Yes, there is a whitespace in the subject string before "CA".
One could use a single separator "," or ":" and not have whitespaces, but that would affect TRCs readability and parsing is not beautiful anyway. I think we can let it as it is.

---

lib/crypto/trc.py, line 386 at r3 (raw file):

Previously, pszalach (Paweł Szałachowski) wrote…

maybe: "Cannot parse the subject: %s" % subject

Done.

---

lib/crypto/trc.py, line 394 at r3 (raw file):

Previously, pszalach (Paweł Szałachowski) wrote…

ditto

Done.

---

lib/crypto/trc.py, line 446 at r3 (raw file):

Previously, pszalach (Paweł Szałachowski) wrote…

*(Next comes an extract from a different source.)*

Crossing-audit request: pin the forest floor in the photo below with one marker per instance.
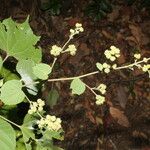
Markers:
(123, 122)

I'd be consistent with remote and rem, especially when used in the same method

Done.

---

lib/crypto/trc.py, line 461 at r3 (raw file):

Previously, pszalach (Paweł Szałachowski) wrote…

parentheses instead of \
btw, we updated text width to ~100 characters, so maybe it fits a single line...

Done.

---

sub/web, line 1 at r3 (raw file):

Previously, pszalach (Paweł Szałachowski) wrote…

update submodules

I will update when rebasing.

---

topology/generator.py, line 178 at r3 (raw file):

Previously, pszalach (Paweł Szałachowski) wrote…

single line

Done.

---

topology/generator.py, line 471 at r3 (raw file):

Previously, pszalach (Paweł Szałachowski) wrote…

single line

Done.

---

Comments from Reviewable

[shitz]

Review status: 0 of 3 files reviewed at latest revision, 10 unresolved discussions, some commit checks failed.

---

lib/crypto/trc.py, line 55 at r4 (raw file):

class TRC(object):

Look at how Certificate(Chain) handles errors: they don't log anything but raise an exception with an appropriate error string. We should avoid logging in library code if possible and let the application decide what to do. Please refactor the entire file.

---

lib/crypto/trc.py, line 292 at r4 (raw file):

        return trc_str

    def get_ca_sigs(self):

get_*_sigs can all be merged in one method get_sigs(self, sig_type). All you have to do is change one line: if type_ == sig_type and have them all return a list of triples (isd, ca_name, signature) which is good for consistency anyway.

---

Comments from Reviewable

[sezergueler]

Review status: 0 of 3 files reviewed at latest revision, 10 unresolved discussions.

---

lib/crypto/trc.py, line 55 at r4 (raw file):

Previously, shitz wrote…

Look at how Certificate(Chain) handles errors: they don't log anything but raise an exception with an appropriate error string. We should avoid logging in library code if possible and let the application decide what to do. Please refactor the entire file.

Done.

---

lib/crypto/trc.py, line 292 at r4 (raw file):

Previously, shitz wrote…

get_*_sigs can all be merged in one method get_sigs(self, sig_type). All you have to do is change one line: if type_ == sig_type and have them all return a list of triples (isd, ca_name, signature) which is good for consistency anyway.

Done.

---

Comments from Reviewable

[shitz]

I'm going to close this, since it's highly unlikely this will ever get merged.